Normally when I settle in for one of those sinful Saturday afternoon popcorn flicks, it’s something cheesy and action-packed — Michelle Yeoh’s magnificently silly Wing Chun or Jean Dujardin perfecting that cross between James Bond and Austin Powers in OSS 117: Cairo, Nest of Spiesjust to name a couple of them.

In contrast, the tragic beauty and long durée of Chen Kaige’s Farewell My Concubine might be termed the filmic equivalent of reading a 19th-century novel, except you can get through it in an afternoon.

The story is beautiful and horrible — the tale of two boys, effectively orphaned and installed at a school that prepares them to perform in the Beijing Opera, where they’re tormented by the school’s sadistic masters.

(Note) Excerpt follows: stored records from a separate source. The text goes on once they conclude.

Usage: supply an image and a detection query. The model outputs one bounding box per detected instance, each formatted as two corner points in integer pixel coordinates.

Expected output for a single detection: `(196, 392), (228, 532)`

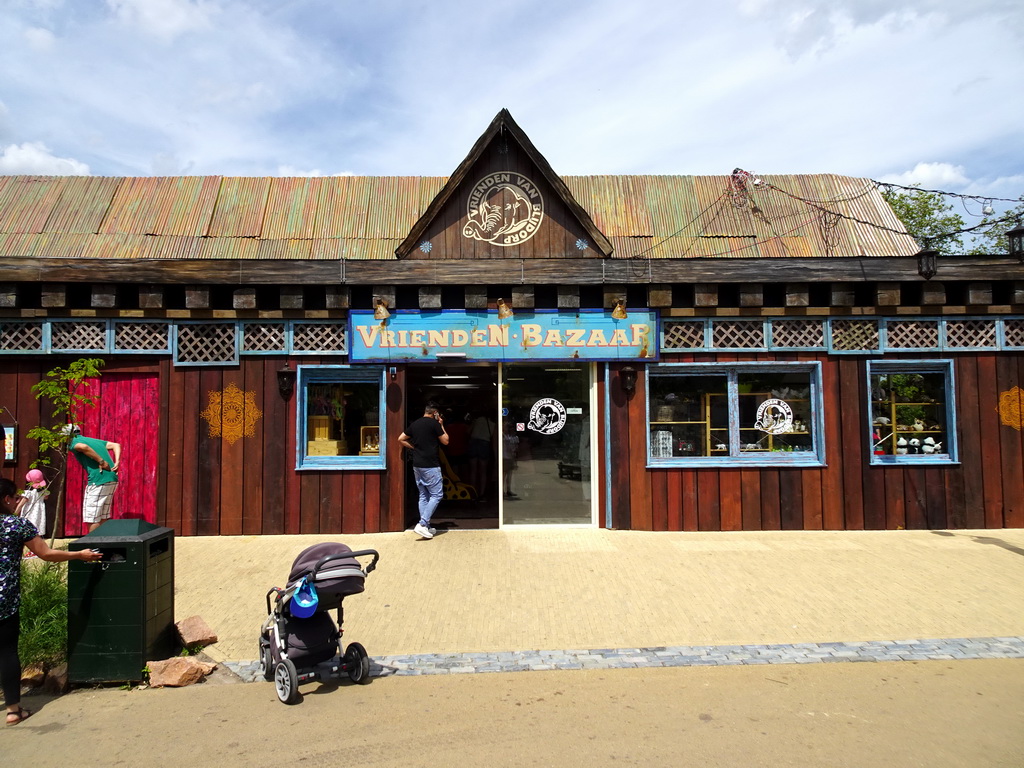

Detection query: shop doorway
(499, 362), (596, 526)
(404, 364), (499, 529)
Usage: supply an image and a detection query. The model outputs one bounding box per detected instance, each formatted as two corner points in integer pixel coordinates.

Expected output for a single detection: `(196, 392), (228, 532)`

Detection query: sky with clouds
(1, 0), (1022, 216)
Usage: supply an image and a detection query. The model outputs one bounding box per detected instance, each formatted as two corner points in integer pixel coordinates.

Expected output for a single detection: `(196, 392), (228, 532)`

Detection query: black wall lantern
(1007, 224), (1024, 262)
(916, 248), (938, 280)
(277, 362), (296, 400)
(620, 365), (638, 396)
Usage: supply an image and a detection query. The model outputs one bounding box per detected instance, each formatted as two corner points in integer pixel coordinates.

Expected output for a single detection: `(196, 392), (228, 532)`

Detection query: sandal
(6, 707), (33, 726)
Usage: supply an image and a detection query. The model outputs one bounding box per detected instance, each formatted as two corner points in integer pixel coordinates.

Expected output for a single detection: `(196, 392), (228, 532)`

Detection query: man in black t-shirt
(398, 403), (449, 539)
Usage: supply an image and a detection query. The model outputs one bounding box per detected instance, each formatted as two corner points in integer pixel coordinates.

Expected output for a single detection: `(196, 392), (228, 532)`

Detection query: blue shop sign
(348, 310), (659, 362)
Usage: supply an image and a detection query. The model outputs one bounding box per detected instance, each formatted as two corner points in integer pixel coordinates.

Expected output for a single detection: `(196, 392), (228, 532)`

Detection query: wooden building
(1, 110), (1023, 536)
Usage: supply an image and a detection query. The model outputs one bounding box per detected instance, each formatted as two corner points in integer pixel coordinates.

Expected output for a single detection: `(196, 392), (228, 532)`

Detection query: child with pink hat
(18, 470), (48, 545)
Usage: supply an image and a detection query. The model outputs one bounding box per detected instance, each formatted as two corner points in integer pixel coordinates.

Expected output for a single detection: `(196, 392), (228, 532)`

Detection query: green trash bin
(67, 520), (175, 683)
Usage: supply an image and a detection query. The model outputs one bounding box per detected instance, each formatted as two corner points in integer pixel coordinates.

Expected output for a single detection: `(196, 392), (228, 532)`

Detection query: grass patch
(19, 560), (69, 668)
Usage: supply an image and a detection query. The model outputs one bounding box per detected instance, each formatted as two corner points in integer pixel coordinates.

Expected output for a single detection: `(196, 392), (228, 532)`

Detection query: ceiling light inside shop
(431, 375), (470, 380)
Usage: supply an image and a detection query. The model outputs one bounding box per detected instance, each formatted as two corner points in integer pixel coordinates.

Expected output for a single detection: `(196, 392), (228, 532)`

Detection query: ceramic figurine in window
(896, 436), (908, 455)
(908, 438), (921, 454)
(873, 416), (891, 426)
(912, 418), (925, 432)
(921, 437), (942, 454)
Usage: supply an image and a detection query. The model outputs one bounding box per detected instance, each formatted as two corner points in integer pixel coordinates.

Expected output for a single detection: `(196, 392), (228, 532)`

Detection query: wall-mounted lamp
(619, 365), (638, 396)
(611, 298), (628, 319)
(277, 362), (296, 400)
(1007, 224), (1024, 262)
(373, 297), (391, 320)
(497, 298), (514, 319)
(916, 248), (938, 280)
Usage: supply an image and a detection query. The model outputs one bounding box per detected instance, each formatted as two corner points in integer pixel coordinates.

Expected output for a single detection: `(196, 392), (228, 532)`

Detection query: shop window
(647, 363), (823, 466)
(867, 360), (956, 464)
(296, 365), (385, 470)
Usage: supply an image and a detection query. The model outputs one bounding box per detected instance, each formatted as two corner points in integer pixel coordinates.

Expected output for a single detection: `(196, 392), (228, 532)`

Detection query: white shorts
(83, 483), (117, 523)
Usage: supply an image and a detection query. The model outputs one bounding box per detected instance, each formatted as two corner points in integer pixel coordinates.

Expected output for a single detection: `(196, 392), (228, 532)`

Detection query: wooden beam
(233, 287), (257, 310)
(785, 283), (809, 307)
(2, 255), (1023, 285)
(91, 284), (117, 308)
(920, 281), (946, 306)
(557, 286), (580, 309)
(465, 286), (487, 310)
(1013, 281), (1024, 305)
(967, 282), (992, 305)
(740, 284), (763, 307)
(371, 285), (395, 312)
(0, 284), (15, 308)
(419, 286), (442, 309)
(280, 287), (304, 309)
(139, 285), (164, 309)
(875, 282), (900, 307)
(830, 285), (855, 306)
(185, 286), (210, 309)
(694, 283), (718, 307)
(647, 284), (672, 308)
(603, 285), (626, 312)
(512, 287), (535, 309)
(325, 286), (350, 310)
(41, 283), (67, 308)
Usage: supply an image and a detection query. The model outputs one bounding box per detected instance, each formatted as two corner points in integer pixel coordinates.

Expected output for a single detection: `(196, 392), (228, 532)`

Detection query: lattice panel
(886, 320), (939, 349)
(944, 319), (997, 349)
(662, 321), (706, 350)
(0, 322), (44, 351)
(830, 319), (879, 351)
(50, 321), (107, 351)
(114, 322), (169, 351)
(712, 320), (765, 349)
(770, 318), (825, 348)
(175, 323), (237, 363)
(242, 323), (286, 352)
(1004, 319), (1024, 348)
(292, 323), (346, 352)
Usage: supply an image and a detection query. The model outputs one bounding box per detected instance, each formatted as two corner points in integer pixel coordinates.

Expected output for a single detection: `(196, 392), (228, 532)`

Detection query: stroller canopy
(287, 543), (366, 609)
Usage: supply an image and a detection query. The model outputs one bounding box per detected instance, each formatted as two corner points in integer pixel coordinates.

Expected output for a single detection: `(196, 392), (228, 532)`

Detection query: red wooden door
(64, 373), (160, 536)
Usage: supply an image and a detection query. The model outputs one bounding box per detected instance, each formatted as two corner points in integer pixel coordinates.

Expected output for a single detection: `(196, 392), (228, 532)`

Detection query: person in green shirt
(65, 425), (121, 533)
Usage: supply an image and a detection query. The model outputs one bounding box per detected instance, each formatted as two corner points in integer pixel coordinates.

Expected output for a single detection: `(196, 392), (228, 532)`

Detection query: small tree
(881, 187), (965, 254)
(27, 357), (105, 543)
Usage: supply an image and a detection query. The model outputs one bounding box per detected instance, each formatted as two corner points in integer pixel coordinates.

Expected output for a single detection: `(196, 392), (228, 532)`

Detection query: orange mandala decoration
(200, 382), (263, 445)
(998, 386), (1024, 431)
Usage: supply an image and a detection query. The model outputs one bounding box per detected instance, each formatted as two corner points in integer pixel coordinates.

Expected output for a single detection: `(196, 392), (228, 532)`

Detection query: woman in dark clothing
(0, 477), (101, 725)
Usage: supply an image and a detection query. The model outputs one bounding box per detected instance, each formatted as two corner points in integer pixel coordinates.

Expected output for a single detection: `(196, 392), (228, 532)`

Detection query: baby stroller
(259, 542), (380, 704)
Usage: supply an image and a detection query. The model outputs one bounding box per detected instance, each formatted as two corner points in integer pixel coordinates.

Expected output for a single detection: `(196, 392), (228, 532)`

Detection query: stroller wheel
(258, 639), (273, 682)
(274, 659), (300, 705)
(344, 642), (371, 684)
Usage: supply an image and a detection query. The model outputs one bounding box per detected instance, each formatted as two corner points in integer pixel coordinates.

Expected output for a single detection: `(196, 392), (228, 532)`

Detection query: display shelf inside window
(649, 377), (727, 458)
(721, 392), (813, 454)
(305, 382), (380, 458)
(870, 373), (946, 456)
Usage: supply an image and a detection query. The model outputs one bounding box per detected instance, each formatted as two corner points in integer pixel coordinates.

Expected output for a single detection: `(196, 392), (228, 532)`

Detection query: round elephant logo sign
(527, 398), (567, 435)
(753, 398), (794, 434)
(463, 172), (544, 246)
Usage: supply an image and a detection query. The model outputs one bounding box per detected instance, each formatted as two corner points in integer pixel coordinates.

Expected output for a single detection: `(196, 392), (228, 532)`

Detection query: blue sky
(1, 0), (1022, 213)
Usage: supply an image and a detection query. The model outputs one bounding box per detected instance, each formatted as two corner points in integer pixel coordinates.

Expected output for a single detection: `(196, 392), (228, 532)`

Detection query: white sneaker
(413, 523), (435, 539)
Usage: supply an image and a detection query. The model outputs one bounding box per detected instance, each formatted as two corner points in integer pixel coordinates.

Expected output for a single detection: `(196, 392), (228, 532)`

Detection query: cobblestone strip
(223, 636), (1024, 682)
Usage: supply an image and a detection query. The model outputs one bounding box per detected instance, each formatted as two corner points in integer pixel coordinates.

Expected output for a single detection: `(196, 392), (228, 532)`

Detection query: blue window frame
(296, 365), (386, 470)
(646, 362), (825, 467)
(866, 359), (957, 464)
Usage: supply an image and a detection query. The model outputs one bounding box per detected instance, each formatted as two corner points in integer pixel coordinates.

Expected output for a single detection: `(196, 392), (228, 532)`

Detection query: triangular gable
(396, 109), (613, 259)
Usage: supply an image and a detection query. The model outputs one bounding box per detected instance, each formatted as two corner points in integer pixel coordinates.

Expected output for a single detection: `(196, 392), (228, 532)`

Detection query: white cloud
(106, 0), (213, 40)
(276, 166), (354, 177)
(23, 26), (55, 50)
(0, 142), (90, 174)
(878, 162), (970, 189)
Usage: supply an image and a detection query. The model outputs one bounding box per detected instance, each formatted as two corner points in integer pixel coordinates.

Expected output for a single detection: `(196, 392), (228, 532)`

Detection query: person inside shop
(467, 407), (496, 503)
(0, 477), (102, 725)
(397, 403), (449, 540)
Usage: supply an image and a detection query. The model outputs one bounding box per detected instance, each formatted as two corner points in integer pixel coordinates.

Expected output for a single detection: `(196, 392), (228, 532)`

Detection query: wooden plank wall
(609, 353), (1024, 531)
(0, 356), (400, 536)
(2, 353), (1021, 534)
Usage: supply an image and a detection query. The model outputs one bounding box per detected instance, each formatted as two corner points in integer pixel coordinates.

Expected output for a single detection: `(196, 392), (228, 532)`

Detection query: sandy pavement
(3, 659), (1022, 767)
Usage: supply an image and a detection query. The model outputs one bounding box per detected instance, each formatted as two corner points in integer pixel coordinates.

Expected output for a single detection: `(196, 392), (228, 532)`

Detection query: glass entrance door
(499, 362), (595, 526)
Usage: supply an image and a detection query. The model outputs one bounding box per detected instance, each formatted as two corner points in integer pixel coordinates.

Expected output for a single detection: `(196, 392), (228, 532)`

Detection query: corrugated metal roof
(0, 173), (918, 260)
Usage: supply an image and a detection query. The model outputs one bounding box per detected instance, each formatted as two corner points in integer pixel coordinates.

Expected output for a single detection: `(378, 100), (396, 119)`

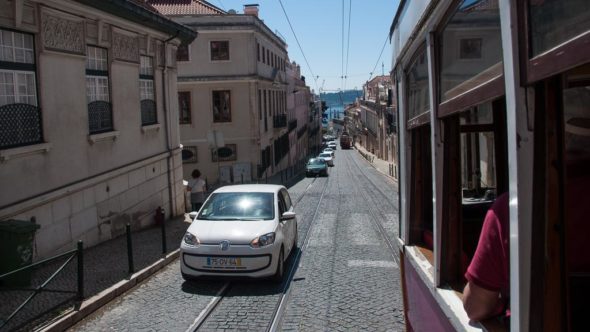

As they mature into true opera stars, they face the changing tides of Chinese politics and history. Yet somehow the filmmaker’s gentle, persistent humanitarianism never makes you turn away, never indulges in the pornography of pain.

It’s not merely a film about their friendship. It’s a film about these men’s love for one another, a bond between them that is so overwhelming it must be experienced to be understood.

And oh, Leslie Cheung as Dieyi. As a small boy he trained to perform the Opera’s Dan (female) roles — a fateful casting that alters his life and self-identification forever. It’s not just that Cheung is in reality so beautiful, nor that he mastered the exquisite feminine movements of his roles so completely. The truly magnificent aspect of his acting comes from his ability to wear his life history on his face; all those years of loneliness and suffering and learning how to be a woman onstage have left him permanently changed. It is unfathomable (but true) that he did not receive a single acting prize nomination for this role, even as the film won Cannes’ Palme D’Or and some 11 other best film prizes.

Farewell My Concubine was released nearly 20 years ago, yet its subtle views of sexuality, transgressive gender roles, and male love all feel fresh today. It’s so much like the Beijing Opera (and other forms of opera) — histrionic, overwrought, colorful, and yet delicate.

Really. On a hot day you indulge in watching it and wonder how you could have stomached a cheesy popcorn vehicle like Devil Girl From Mars.